It took two brothers who went to MIT months to plan how they were going to steal, launder and hide millions of dollars in cryptocurrency - and only 12 seconds to actually pull off the heist.
The brothers, Anton Peraire-Bueno and James Pepaire-Bueno, were indicted by federal prosecutors this week for the sophisticated and novel scheme that took advantage of weaknesses in the Ethereum blockchain processes to steal $25 million in Ethereum crypto.
They then spent more months after the April 2023 theft to conceal the stolen digital assets through such actions as transferring some of them to other privately held crypto addresses and converting them to other a stablecoin.
The two men manipulated processes and protocols that are used to validate transactions and add them to the Ethereum blockchain, according to the indictment.
The amount of crypto lost to cybercrime continues to grow.
In a January report, Blockchain analysis firm Chainalysis said that in 2023, $24.2 billion in cryptocurrency was received by illicit addresses through everything from scams and stolen funds to ransomware and fraud, accounting for.34% of all on-chain transaction volume.
The indictment uses the brothers' action as a guide of sorts through the world of cryptocurrency and blockchains, or at least Ethereum and its blockchain, which is used by millions of people worldwide and in 2023 averaged more than 1 million transactions a day, the prosecutors wrote.
Validators determine that new blocks of recorded transaction information are valid before they're added to the blockchain - a process that ensures the integrity and security of the blockchain - and validators are paid a portion of the maximum extractable value of the transactions that make up the block.
When a transaction is made, it's not immediately put on the blockchain.
It's in a memory pool - or mempool - with other transactions, and it's visible to the public.
The MEV is maximum value available when publishing a new block to the blockchain and, with a lack of block-building protocols, validators compete for MEV opportunities, which causes instability on the network.
MEV-Boost is open source software that was created to bring more order to the process through protocols dictating how transactions are organized into blocks, according to the indictment.

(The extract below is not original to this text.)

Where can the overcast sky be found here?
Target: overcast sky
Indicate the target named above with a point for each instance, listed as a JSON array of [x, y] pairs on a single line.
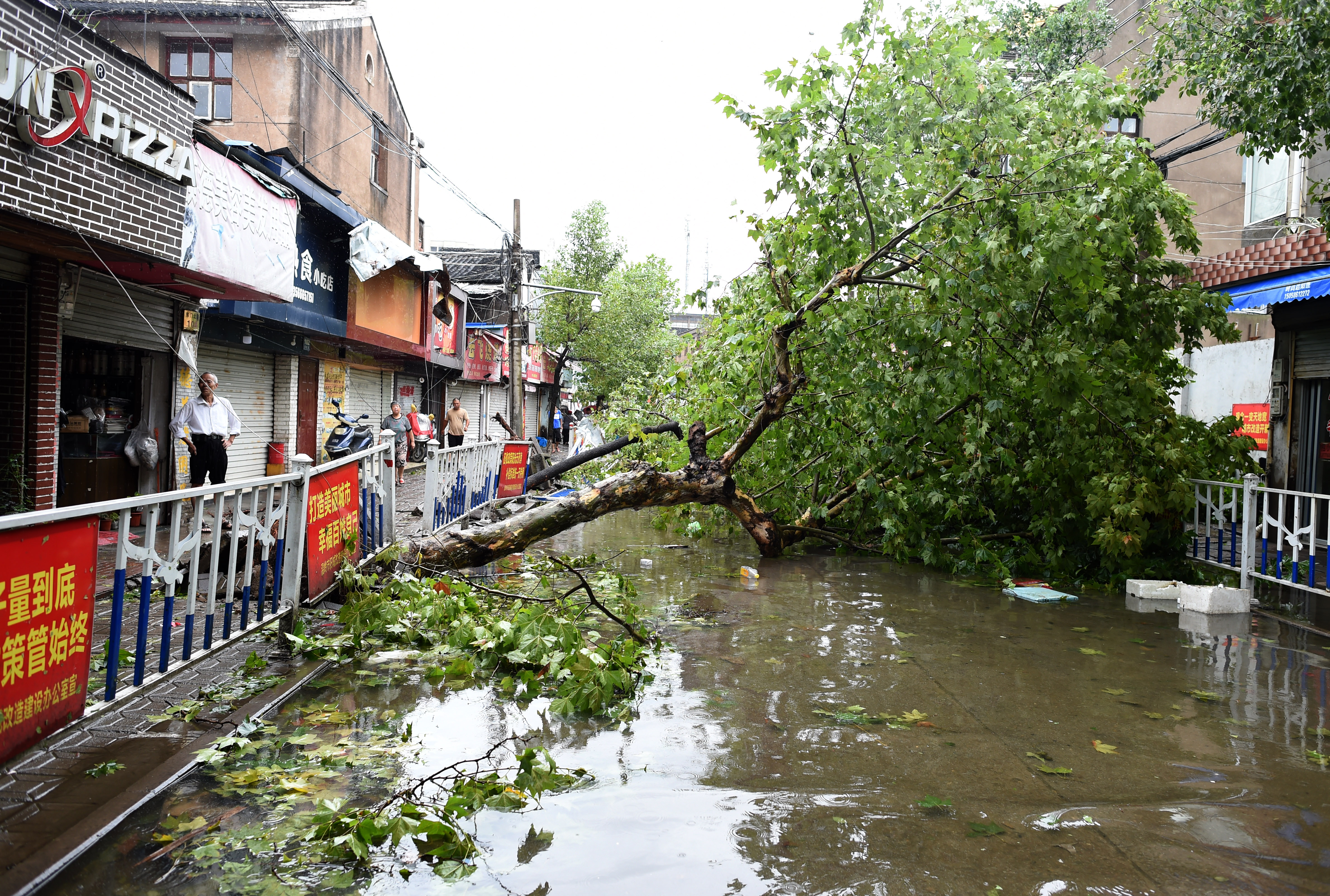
[[559, 104]]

Then there are searchers, builders, and relays, to whom validators give the job of building the blocks, per protocols.
Searchers scan the mempool using automated MEV bots looking for profitable opportunities and then sends builders proposed bundles of transactions, who compiles the bundles from various searchers into a block and proposes it to the relay, who submits the blockheader to the validators containing information like the payment coming to the validator for validating the proposed block.
All this, done automatically in software, takes fractions of a second, according to the indictment.
According to prosecutors, the relay is like an escrow account at a bank, holding the private information about the block as proposed by the builder until the validator commits to putting it on the blockchain.
On April 2, they learned that one of their validators were picked to validate a new block.
They lured the victims' MEV bots by proposing at least eight specific transactions they knew the bots would include in a proposed bot.
Through this, they were able to alter the transactions and grab the traders' crypto, worth about $25 million.
In the months after the heist, the brothers ignored demands by one of the victims, the victim's lawyer, and an Ethereum representative to return the stolen digital assets and worked to launder the crypto.